Assieme a lui scappava anche il signor Giovanni Corradi, povero padre di famiglia numerosa, da poco giunto a vivere a Venezia, proveniente dallo Stato Pontificio.
Ma che stai a dì…- gli urlava in romanesco – io sò ebbreo e pure romano, vuoi che m’ammazzino subbito?
In realtà, la tesi del teologo circa la morte del Redentore era semplice ed ineccepibile: secondo lui furono i romani e soltanto loro, mille e ottocento anni prima, ad ammazzarlo in croce, sorte che l’impero dei Cesari destinava agli esseri più indegni, a chi si era macchiato dei reati più infami.
A chi gettava la colpa sugli ebrei che, presenti davanti a Ponzio Pilato, avevano urlato: “Barabba, Barabba libero”, provocando la grazia al ladrone e la condanna a morte di Cristo, egli rispondeva che quegli ebrei non potrebbero essere stati più di una cinquantina, al massimo sessanta perdigiorno (una piazza di un paese del medio oriente di quel periodo non era così larga da poter contenere più di tante persone), i quali non avevano da lavorare duramente come stava facendo, invece, la maggioranza degli altri ebrei; molti di loro, poi, erano parenti stretti del Barabba ed erano andati lì apposta per sostenere la sua liberazione.
Fatto sta, quindi, che il Figlio di Dio che si è incarnato per salvare donne e uomini, e voleva portarci la fratellanza, forse anche l’uguaglianza, di certo la libertà da Satana, venne ucciso proprio da un Imperatore, uguale all’Imperatore francese che a quello si era ispirato e che parlava spropositatamente di libertà, fratellanza, eguaglianza.

Il comandante militare riuscì ben presto a sedare i tumulti in piazza, però le violenze continuarono lungo le zone nascoste della città e continuarono per diverso tempo.
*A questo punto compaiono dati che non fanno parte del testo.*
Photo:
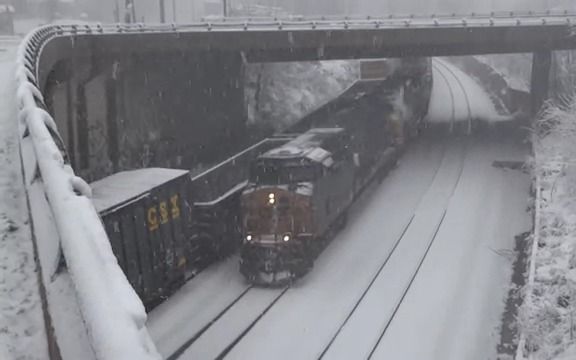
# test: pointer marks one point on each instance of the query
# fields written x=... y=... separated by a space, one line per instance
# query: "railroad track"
x=436 y=62
x=436 y=228
x=265 y=304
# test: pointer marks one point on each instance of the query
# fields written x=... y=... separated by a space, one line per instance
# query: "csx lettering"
x=163 y=213
x=175 y=207
x=152 y=219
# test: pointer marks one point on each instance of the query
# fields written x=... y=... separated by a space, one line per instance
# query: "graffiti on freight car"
x=164 y=212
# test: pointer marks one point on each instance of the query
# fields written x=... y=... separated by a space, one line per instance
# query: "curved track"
x=462 y=89
x=244 y=313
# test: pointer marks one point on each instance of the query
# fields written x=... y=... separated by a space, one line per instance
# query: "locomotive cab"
x=295 y=193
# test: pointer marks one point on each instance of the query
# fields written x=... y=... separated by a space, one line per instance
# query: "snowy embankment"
x=279 y=94
x=548 y=317
x=94 y=311
x=457 y=97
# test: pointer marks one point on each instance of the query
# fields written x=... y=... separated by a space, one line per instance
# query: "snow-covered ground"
x=22 y=332
x=450 y=103
x=548 y=314
x=388 y=271
x=464 y=270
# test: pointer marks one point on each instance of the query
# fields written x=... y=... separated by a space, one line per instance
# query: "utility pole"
x=162 y=11
x=129 y=11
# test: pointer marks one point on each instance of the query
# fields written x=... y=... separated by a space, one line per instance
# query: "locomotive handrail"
x=114 y=317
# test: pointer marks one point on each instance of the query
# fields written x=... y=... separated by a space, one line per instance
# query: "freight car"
x=166 y=225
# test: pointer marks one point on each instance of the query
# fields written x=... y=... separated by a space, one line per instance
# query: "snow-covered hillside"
x=548 y=315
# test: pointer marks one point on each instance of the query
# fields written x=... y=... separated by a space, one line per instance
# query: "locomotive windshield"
x=289 y=171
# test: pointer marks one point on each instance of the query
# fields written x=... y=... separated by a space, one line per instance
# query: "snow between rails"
x=113 y=314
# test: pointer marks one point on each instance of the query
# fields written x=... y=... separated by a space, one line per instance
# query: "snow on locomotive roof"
x=123 y=186
x=307 y=145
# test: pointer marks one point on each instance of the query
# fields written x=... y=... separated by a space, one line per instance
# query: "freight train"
x=299 y=193
x=279 y=200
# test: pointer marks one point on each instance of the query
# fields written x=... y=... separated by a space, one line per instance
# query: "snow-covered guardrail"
x=114 y=317
x=521 y=353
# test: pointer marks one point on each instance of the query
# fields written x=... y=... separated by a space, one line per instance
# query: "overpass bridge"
x=174 y=80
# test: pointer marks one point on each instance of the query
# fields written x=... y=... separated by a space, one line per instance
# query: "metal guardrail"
x=80 y=230
x=114 y=317
x=329 y=23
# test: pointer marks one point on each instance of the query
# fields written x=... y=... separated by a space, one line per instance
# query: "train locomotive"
x=298 y=194
x=280 y=201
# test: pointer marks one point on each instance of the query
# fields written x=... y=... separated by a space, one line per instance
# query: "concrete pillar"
x=539 y=83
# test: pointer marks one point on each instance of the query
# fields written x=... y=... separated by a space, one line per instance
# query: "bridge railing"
x=114 y=317
x=331 y=23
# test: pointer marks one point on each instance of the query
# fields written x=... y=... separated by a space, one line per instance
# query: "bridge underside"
x=175 y=99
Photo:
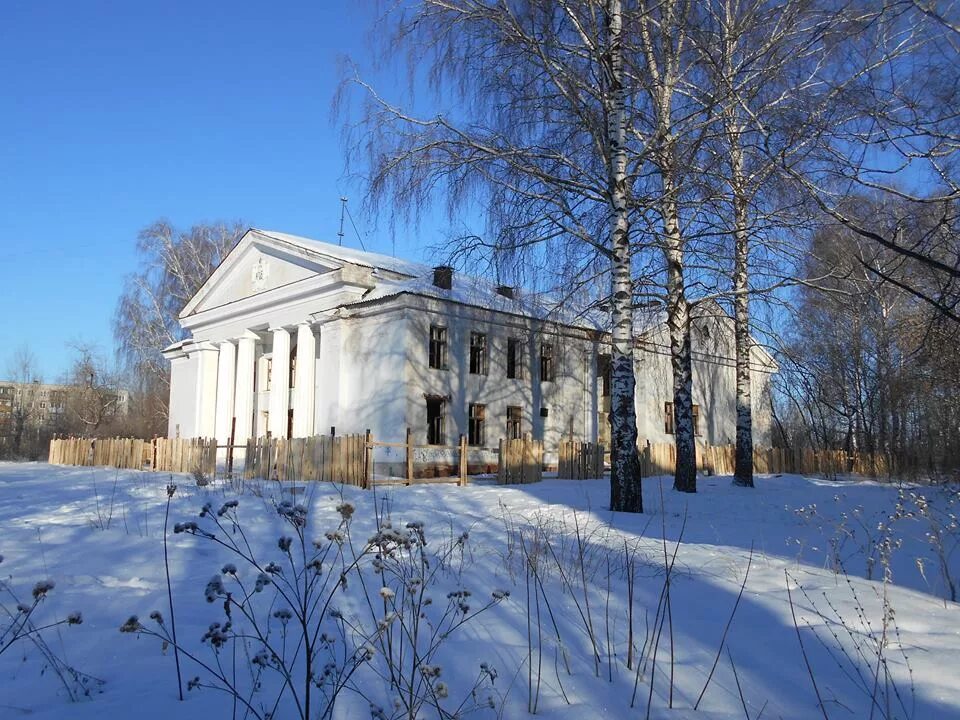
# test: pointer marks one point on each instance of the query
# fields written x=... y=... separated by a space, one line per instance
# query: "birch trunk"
x=625 y=492
x=743 y=455
x=678 y=322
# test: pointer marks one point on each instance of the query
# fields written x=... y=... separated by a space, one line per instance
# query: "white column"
x=305 y=385
x=243 y=395
x=226 y=387
x=280 y=382
x=206 y=393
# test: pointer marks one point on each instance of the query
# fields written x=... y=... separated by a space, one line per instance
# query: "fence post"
x=409 y=456
x=368 y=460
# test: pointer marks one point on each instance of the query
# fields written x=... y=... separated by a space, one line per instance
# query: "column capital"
x=247 y=335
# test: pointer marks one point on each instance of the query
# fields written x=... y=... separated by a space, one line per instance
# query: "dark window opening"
x=514 y=417
x=514 y=358
x=605 y=370
x=293 y=366
x=478 y=354
x=669 y=425
x=436 y=420
x=438 y=347
x=477 y=420
x=547 y=369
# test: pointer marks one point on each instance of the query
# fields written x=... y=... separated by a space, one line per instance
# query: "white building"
x=293 y=337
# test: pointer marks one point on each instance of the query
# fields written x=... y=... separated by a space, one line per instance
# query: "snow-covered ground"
x=880 y=647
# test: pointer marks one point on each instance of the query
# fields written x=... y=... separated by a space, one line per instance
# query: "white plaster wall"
x=714 y=385
x=183 y=384
x=238 y=282
x=567 y=403
x=371 y=388
x=206 y=392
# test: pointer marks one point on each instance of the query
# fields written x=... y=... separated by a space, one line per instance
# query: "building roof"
x=466 y=289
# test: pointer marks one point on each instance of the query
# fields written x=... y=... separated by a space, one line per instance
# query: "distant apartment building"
x=46 y=405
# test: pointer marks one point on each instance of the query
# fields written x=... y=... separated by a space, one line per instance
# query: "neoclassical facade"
x=294 y=337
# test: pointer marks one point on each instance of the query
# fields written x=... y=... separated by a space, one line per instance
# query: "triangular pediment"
x=257 y=264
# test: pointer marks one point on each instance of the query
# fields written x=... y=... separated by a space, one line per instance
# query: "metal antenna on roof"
x=343 y=207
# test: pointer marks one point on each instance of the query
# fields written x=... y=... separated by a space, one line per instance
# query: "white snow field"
x=864 y=568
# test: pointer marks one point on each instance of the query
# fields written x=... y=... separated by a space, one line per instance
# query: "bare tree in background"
x=758 y=56
x=540 y=141
x=94 y=394
x=173 y=266
x=25 y=411
x=888 y=119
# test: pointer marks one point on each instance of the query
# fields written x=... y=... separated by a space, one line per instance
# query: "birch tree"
x=759 y=56
x=173 y=266
x=535 y=140
x=664 y=69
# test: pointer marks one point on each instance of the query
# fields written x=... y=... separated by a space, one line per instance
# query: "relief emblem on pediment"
x=259 y=274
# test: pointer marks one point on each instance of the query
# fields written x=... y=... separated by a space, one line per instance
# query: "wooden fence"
x=521 y=461
x=325 y=458
x=579 y=460
x=660 y=459
x=159 y=454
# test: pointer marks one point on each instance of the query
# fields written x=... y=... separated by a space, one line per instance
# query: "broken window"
x=478 y=354
x=547 y=371
x=438 y=347
x=436 y=421
x=514 y=417
x=514 y=358
x=477 y=420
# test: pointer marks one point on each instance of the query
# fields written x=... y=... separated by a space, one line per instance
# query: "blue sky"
x=116 y=114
Fu verso le tre del pomeriggio che Pompeo, avvisato da un ragazzino, venne a sapere che alcuni facinorosi stavano aggredendo Myriam. Corse fuori e la trovò distesa a terra, davanti alla chiesa dell'abbazia, non molto lontano dal ghetto, mentre due energumeni, che l'avevano quasi spogliata tutta, la stavano malmenando per poi violentarla. I due fuggirono, anche perché stava arrivando un drappello di polizia con i colpi di fucile già in canna.
Myriam e Pompeo si ritrovarono, per un istante, nuovamente vicinissimi. La vista della ragazza, anche in quella situazione,gli scatenò una tempesta dentro al cervello e non solo.
La ragazza se ne stava con gli occhi bassi e l'espressione attonita, quasi vergognosa. Dagli occhi le scendevano alcune lacrime che andavano a bagnare le carni rosso porpora della sua bocca. Dalle vesti sgualcite brutalmente spuntava un seno splendido, non troppo piccolino, la cui punta aveva lo stesso colore delle sue labbra. Per pochi secondi Pompeo, dimentico di tutto, pensò di toccare il paradiso.
La strinse tra le sue braccia e sentì che il cuore di lei batteva, se possibile, ancora più forte del suo.
Dai suoi occhi nerissimi arrivava lo sguardo che Pompeo avrebbe voluto tenere per sé, per tutta la vita.
Era due della setta – disse lei – quelli che odiano il mio popolo più di tutti gli altri. Quelli di Petronio”.
Quello che l'altro giorno si divertiva tanto ad ammazzare i cani?”
Si proprio lui.”
Sia stramaledetto in eterno.”
Un morbido bacio scoppiò all'improvviso, così come all'improvviso scoppiano i terremoti e le alluvioni.
Il contatto con le labbra carnose di lei e le due lingue che si incontravano, diedero al giovane la sensazione di essere precipitato dentro un pozzo senza fine, di non sentire più la forza di gravità.
Era quella, finalmente, una splendida sensazione felicità.